Walking on the shaded side of Longsands Avenue, he saw a small lady’s-mantle in the gutter. Alchemilla mollis. The soft little alchemical one. It was new-grown and its pleated leaves were fresh and green against the cement. He wished he could spin a poem out of it, out of the unexpected sight, something deep and mysterious and Larkinesque. A line, or two lines, occurred to him. The line of the gutter/Stutters with green. But where to go after that? Later, walking back along Longsands Road, he heard a twittering, or thought he did, and looked up to see swifts high up, swirling, swooping, seeking insects he couldn’t see. Aëroplankton. Again he wished he could capture the moment, condense the sight into potent language. He thought a little. Sickle-wing swifts/Reap the insected air. But again, where to go after that? He liked “insected air”, though. It had an assonance of “infected air”. But why not a portmanteau? Reap the insfected air. He’d always liked words that started with sph and sf. Sphinx. Sphragistics. Sfumato. Sforzando. “Insfected air” would be air that had insects and pollution in it. Reaped by sickle-wing swifts, fluttering their wings like eyelashes. He remembered that Ted Hughes had written a poem about swifts, but he didn’t like it. It had reminded him of Gerard Manley Hopkins, left out in the rain for a week or two. Perhaps Larkin had written about swifts too, or mentioned them. He hadn’t finished The Complete Poems yet.

Later in the day, he was walking along the promenade.
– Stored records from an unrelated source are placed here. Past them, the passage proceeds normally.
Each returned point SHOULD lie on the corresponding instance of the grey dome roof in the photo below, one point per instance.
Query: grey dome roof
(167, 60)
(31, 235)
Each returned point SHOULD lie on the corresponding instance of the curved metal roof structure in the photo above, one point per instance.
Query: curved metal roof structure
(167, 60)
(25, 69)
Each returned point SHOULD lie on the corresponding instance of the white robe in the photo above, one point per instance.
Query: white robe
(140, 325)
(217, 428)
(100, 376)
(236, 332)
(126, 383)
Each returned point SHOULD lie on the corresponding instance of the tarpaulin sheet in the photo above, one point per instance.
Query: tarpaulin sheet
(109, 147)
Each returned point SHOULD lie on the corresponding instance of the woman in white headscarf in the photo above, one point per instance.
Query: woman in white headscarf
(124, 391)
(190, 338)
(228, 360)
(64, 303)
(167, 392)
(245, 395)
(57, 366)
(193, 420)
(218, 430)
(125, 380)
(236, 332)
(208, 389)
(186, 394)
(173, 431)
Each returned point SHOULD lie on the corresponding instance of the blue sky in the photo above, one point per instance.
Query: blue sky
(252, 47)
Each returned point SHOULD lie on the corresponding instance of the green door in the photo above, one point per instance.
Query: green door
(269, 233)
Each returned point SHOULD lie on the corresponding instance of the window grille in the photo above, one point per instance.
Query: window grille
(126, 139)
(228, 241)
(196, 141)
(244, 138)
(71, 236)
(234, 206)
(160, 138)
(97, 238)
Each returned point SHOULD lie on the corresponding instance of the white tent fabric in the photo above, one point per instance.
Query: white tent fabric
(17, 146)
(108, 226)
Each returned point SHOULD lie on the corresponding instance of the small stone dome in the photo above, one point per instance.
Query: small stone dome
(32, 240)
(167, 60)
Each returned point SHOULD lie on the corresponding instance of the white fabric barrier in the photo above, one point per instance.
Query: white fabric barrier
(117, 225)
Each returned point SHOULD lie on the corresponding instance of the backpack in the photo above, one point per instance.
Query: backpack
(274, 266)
The tide was out, but a tongue of water had been left at the foot of the gold-lichen-splashed sea-wall. He climbed down the steps to it, squatting on his haunches and looking into the wind-rippled water. He saw a shrimp first, then, perhaps when the shock of his shadow or the tremors of his arrival had subsided, tiny flounder began to flick to and fro over the sandy mud. When you saw them move and settle, you could just see their outlines. Otherwise it would be impossible to know where they were. The previous year, on a very hot day, another flounder had been defeated by its camouflage: not protected by it, but doomed. The same tongue of water had stretched along the foot of the sea-wall, but it had been shrinking in the fierce sun. He had rescued some of the dozens of shrimp that crowded the damp but drying sand at one end of the tongue. They were flicking themselves into the air as they dried, hoping to land in water, disappointed again and again. He collected them on his palm and threw them into the deeper water in the middle of the tongue.

As always when he did something like that, he wondered whether it was better not to interfere. Perhaps preserving the weak just means greater misery in future. But they weren’t weak, they were unlucky. Probably. But perhaps unluckiness was weakness too. Because weakness led to unluckiness. Then he left the sand and the shrimps to walk to Merrimont Park. Later, walking back along the promenade, he walked down the steps again and looked at the sand where he had rescued the shrimps. It was completely dry now and he saw what he hadn’t seen before: a tiny dead flounder. If he had seen it before, he would have rescued it, but its camouflage had been too good, defeating his eye, so it had dried and died with dozens of shrimp, hundreds of them, thousands. A hammic hecatomb. Unnoticed and unmourned, except by him. Nature was always sacrificing her self to herself. Insects, arthropods, myriad little lives lost daily, hourly. Presided by whom? Perhaps Our Lady of the Gutter.  Nostra Signora della Cunetta. Nuestra Señora de la Cuneta. Our Lady of the Overlooked and Interstitial. He wished he could write a poem about her, complete the poems he had begun about the lady’s mantle and the swifts, but perhaps it was better that he couldn’t. Prose was better for stumbling, for incompleteness, for the rhythmless and rhymeless way the world threw fragments of beauty and consolation at you.